Data extraction, xml code supports wildcard?


I am just wondering, whether I can use any kind of wildcard in the ExtractMetadata code in ExtractData activity.
E.g.: I would like to search for div tag the class of which starts with ‘active’:


1 Like

I’m looking for the same answer…so far it doesn’t seem to be working. I have a table with rows that have alternating classes for highlighting and I’d love to wild card that out while still being able to select the existing class.

Has anyone received an answer on this? Im dealing with a very similar situation. I tried wildcards inside my xml with no luck. I have a web page that i need to scrape that changes classes very often. It would be nice if i could just use wild cards instead of having to update my xaml file ever other week.

Is there any solution on this?? even i am facing the same issue. @loginerror

Unfortunately there is no support for wildcards in the XML code of the data scraping activity. Not yet, at least, we’ll look into it :slight_smile:


Is there any update on this? The webpage I’m scraping has an XML value that also changes every day or two, so I’m looking for a solution that will work reliably without changing it constantly.

And if there isn’t a way to do wildcards, I know that variables are supported.

So do you know if there is a way I can extract this boxed string from my screenshot? I looked around in UiExplorer and didn’t see anything that could produce that string.

Hi @bencod

It is possible to assign the value of the ExtractMetadata field as a string variable:

You could then ‘prepare’ your variable before the ExtractData activity happens by appending concatenating your string.
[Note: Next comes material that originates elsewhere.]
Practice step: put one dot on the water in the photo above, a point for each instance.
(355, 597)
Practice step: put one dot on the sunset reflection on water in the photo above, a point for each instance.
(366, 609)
See below how I included the yourVariableName in the string:

"<extract><column name='" + yourVariableName + "' attr='text' exact='1'><webctrl class='normalsection todaynavigation' tag='div' idx='1' /><webctrl class='full-width' tag='div' idx='1' /><webctrl class='sectioncontent' tag='div' idx='1' /><webctrl class='stripenav' tag='div' idx='1' /><webctrl tag='ul' idx='1' /><webctrl tag='li' /><webctrl tag='a' idx='1' /></column></extract>"